# Sail Traffic in Greece & Inefficiencies

Multiple datasources collected by the Greek administrative authorities have become [public online](https://data.gov.gr/). 

Some of these can provide useful insights that can **assist us with decision-making**.

This notebook attempts to detect **inefficiencies in ferries routes**.

Many places in Greece experience **overtourism**, at the same time that **other places are hard to reach**. 

By re-distributing our sail routs we can
1. Protect **overcrowded** places from the adverse effects of overtourism (e.g. pollution) 
2. Improve touristic **experience**
3. Distribute **income** earned by tourism in a wider area

In this specific notebook, we examine the **number of arrivals** of ships 
- in **Myrina, Limnos** 
- for **June - August of 2021**

and detect other ports with **more arrivals** but **fewer passengers AND fewer vehicles** per arrival.


Code is very easily **reproducible**, even by changing the variables under examination.

More specifially, it can be rerun with different:
- Port of Examination (another place of Greece)
- Dates of Examination (e.g. fetching data of 3 years and examining only winter months)

In [28]:
#Port under examination
port_under_examination = "MYR" #for this initial approach it is MYR for Myrina

# go to https://data.gov.gr/token/
# and apply for an api token
# it's instantly delivered
# make sure you check your spam mail
my_api_key = "1b90133be3f86d380bbdb9c7ca7d397ae3df48b7"

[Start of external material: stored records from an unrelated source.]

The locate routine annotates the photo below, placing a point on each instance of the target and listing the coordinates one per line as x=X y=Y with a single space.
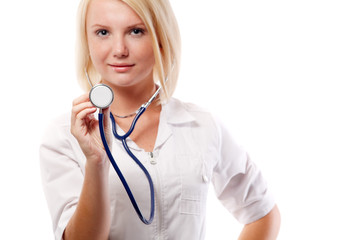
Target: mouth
x=122 y=68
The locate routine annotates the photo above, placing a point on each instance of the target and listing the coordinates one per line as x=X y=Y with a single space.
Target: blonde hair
x=161 y=23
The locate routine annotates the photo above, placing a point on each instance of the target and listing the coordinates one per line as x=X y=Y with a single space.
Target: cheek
x=97 y=53
x=146 y=52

#Dates for which data that will be requested
start_date = "2021-06-01" # minimum start date --> 2017-01-03
end_date = "2021-08-31"

#These variables determine the months for which the investigation will take place
starting_month_under_examination = 6
ending_month_under_examination = 8

#for example, if you want to include observations from June to August, for years 2020 & 2021
#you will need:
#start_date = "2020-06-01" 
#end_date = "2020-08-30" 
#starting_month_under_examination = 6
#ending_month_under_examination = 8

#That's useful for the final map
points_color_on_map = "orange"

In [29]:
#Libraries
import requests
import pandas as pd
import numpy as np
import folium
from folium import Choropleth, Circle, Marker
from folium.plugins import HeatMap, MarkerCluster

In [30]:
#Functions that fetch public data

def fetch_sail_data(my_api_key,start_date,end_date):
    
    url = 'https://data.gov.gr/api/v1/query/sailing_traffic?date_from={}&date_to={}'.format(start_date, end_date)
    
    headers = {'Authorization':'Token {}'.format(my_api_key)}
    
    response = requests.get(url, headers=headers)
    
    df = pd.read_json(response.text, orient='records')
    
    return(df)

def fetch_coordinates():
    
    # A function that fetches coordinates for each port
    # from United Nations
    # note that they're not very accurate, but approximate
    
    coordinates_link = "https://unece.org/fileadmin/DAM/cefact/locode/gr.htm"
    coordinates_list = pd.read_html(coordinates_link)
    coordinates_df = coordinates_list[2][coordinates_list[2][1].str.startswith("GR")]
    a = coordinates_df[1].copy().map(lambda x: x.lstrip('GR ').rstrip(' ')).copy()
    coordinates_df = pd.DataFrame({"Code":a,"Coordinates":coordinates_df[9]})
    
    return coordinates_df

In [31]:
#Whole dataset
df = fetch_sail_data(my_api_key,start_date,end_date)

In [32]:
#Subset that includes some months only
summer_df = df[(df.date.dt.month >= starting_month_under_examination) & (df.date.dt.month <= ending_month_under_examination)]

In [33]:
#Average number of Passengers and Vehicles per arrival of Ship
mean_summer_traffic = (summer_df.groupby(["arrivalport","arrivalportname"])[["vehiclecount","passengercount"]].mean()).sort_values(by = "passengercount",ascending = False).reset_index()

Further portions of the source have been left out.